A medida tem sido criticada por especialistas, por promover a dispersão de usuários, que se espalham por outros pontos da cidade. Além disso, a ação ocorre antes da inauguração de um complexo voltado para usuários de crack, com equipamentos de saúde. Segundo a PM, a assistência virá numa próxima etapa. Em comunicado ontem, o prefeito Gilberto Kassab disse que a medida não é “enxugar gelo” e que “já é um avanço elas [as pessoas doentes e dependentes] estarem numa região que tem polícia”.

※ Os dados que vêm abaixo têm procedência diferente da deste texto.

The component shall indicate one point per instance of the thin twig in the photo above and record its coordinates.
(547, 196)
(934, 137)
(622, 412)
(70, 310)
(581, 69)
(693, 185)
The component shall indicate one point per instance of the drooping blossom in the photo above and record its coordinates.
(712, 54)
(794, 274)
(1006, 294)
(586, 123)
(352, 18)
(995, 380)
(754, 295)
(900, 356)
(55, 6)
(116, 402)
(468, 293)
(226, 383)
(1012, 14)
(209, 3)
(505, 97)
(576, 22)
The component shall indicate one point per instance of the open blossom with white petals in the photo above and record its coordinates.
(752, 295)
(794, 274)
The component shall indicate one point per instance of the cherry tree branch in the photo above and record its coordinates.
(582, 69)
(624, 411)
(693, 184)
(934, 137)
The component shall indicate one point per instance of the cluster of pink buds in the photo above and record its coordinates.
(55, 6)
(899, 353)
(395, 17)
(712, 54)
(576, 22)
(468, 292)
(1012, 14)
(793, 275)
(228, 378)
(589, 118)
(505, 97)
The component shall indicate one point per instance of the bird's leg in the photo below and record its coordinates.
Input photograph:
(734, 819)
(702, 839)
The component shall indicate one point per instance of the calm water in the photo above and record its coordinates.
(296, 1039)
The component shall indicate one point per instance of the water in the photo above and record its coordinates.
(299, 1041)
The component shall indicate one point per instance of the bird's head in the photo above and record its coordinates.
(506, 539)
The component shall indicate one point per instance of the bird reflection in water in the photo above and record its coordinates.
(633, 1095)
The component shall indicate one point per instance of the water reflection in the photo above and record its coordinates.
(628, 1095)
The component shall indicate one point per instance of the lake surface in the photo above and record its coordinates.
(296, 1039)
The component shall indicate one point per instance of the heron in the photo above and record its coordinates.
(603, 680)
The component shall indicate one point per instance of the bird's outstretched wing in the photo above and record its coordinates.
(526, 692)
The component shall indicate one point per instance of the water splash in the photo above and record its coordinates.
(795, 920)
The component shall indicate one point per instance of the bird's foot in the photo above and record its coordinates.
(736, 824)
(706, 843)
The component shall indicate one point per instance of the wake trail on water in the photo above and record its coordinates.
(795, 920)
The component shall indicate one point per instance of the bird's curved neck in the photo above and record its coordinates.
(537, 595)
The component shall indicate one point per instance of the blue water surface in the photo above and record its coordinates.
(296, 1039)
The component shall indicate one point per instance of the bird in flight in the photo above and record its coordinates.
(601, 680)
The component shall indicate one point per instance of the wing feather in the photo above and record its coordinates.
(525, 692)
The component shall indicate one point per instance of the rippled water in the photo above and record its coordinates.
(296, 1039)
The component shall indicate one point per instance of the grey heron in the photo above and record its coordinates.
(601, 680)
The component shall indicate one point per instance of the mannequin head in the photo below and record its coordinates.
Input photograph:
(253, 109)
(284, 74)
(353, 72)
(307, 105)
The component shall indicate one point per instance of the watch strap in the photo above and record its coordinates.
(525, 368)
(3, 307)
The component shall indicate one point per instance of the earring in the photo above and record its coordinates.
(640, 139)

Para falar sobre o assunto, Brasilianas.org ouviu o psiquiatra, ex-presidente e atual consultor da Associação Brasileira de Estudos do Álcool e outras Drogas, Carlos Salgado. De Porto Alegre, Salgado explicou a experiência do CAPS-AD que coordena em Venâncio Aires, município do Rio Grande do Sul, e defendeu a reestruturação dos albergues. “Simplesmente fechar albergues, porque ele são ineficientes ou mal organizados, ou mesmo incompetentes, é uma atitude bastante ingênua”. Confira.
Brasilianas.org - Existe hoje no país alguma iniciativa que sirva de modelo no combate ao crack no território urbano?
Carlos Salgado - Acho que infelizmente não. Existem vários esboços de iniciativas, inclusive entrando novamente na política federal, com a presidente Dilma repetindo o que havia dito o presidente Lula, com investimentos e aporte financeiro para uma série de ações, no caso mais recente no nível da assistência. Mas não há nenhum programa consistente focado no uso do crack, que tenha merecido alguma atenção maior. São várias tentativas, e, em geral, elas andam um pouco e são interrompidas, ou são inconsistentes, com algumas coisas que o governo federal tem feito; e aí o resultado acaba sendo bem pobre.
A lógica da iniciativa colocada em prática na cidade de São Paulo coloca, basicamente, que primeiro deve ser feita a descentralização do território tomado pelo crack. Depois, é feita a seleção daqueles que são traficantes e aqueles que são meros usuários. E estes, por fim, serão pressionados a buscar ajuda devido á abstinência. Há equívocos nessa abordagem por etapas?
A proposta geral é esta, uma sequência de ações, que poderiam ser em blocos, mas parece que a proposta é mesmo sequencial, e começa com medida repressiva para dispersar o tráfico. Sem dúvida que a relação entre uso e disponibilidade é íntima. Reduzindo a disponibilidade, a pessoa tende a usar menos e os mais dependentes vão procurar em outros pontos de venda, e os menos dependentes vão tolerar a diminuição da disponibilidade. Em si, é uma medida feliz, faz sentido: reprimir o tráfico, reduzir a disponibilidade, diminuir o uso e, portanto, os problemas.
No meio do caminho, porém, observando as pessoas mais dependentes, que sofrerão mais com a indisponibilidade da droga, vão se expor mais e buscar em outro ponto. E o traficante também tenderá a migrar para outro ponto, a não ser que o crime organizado que chega até o usuário seja desorganizado e abordado verticalmente. Parece-me que esse tipo de medida, de ir ao campo direto de venda, é das mais ingênuas, porque não é o traficante da ponta que determina se a droga estará plenamente disponível ou não, mas sim o sujeito que organiza a produção e coloca no mercado uma grande quantidade de droga. Mais do que pela ação policial direta, mas sim pela inteligência da polícia é que se poderia reprimir, e aí sim teríamos um resultado mais efetivo.
Mas já é um começo, uma ação inicial este de se abordar no território de conflito?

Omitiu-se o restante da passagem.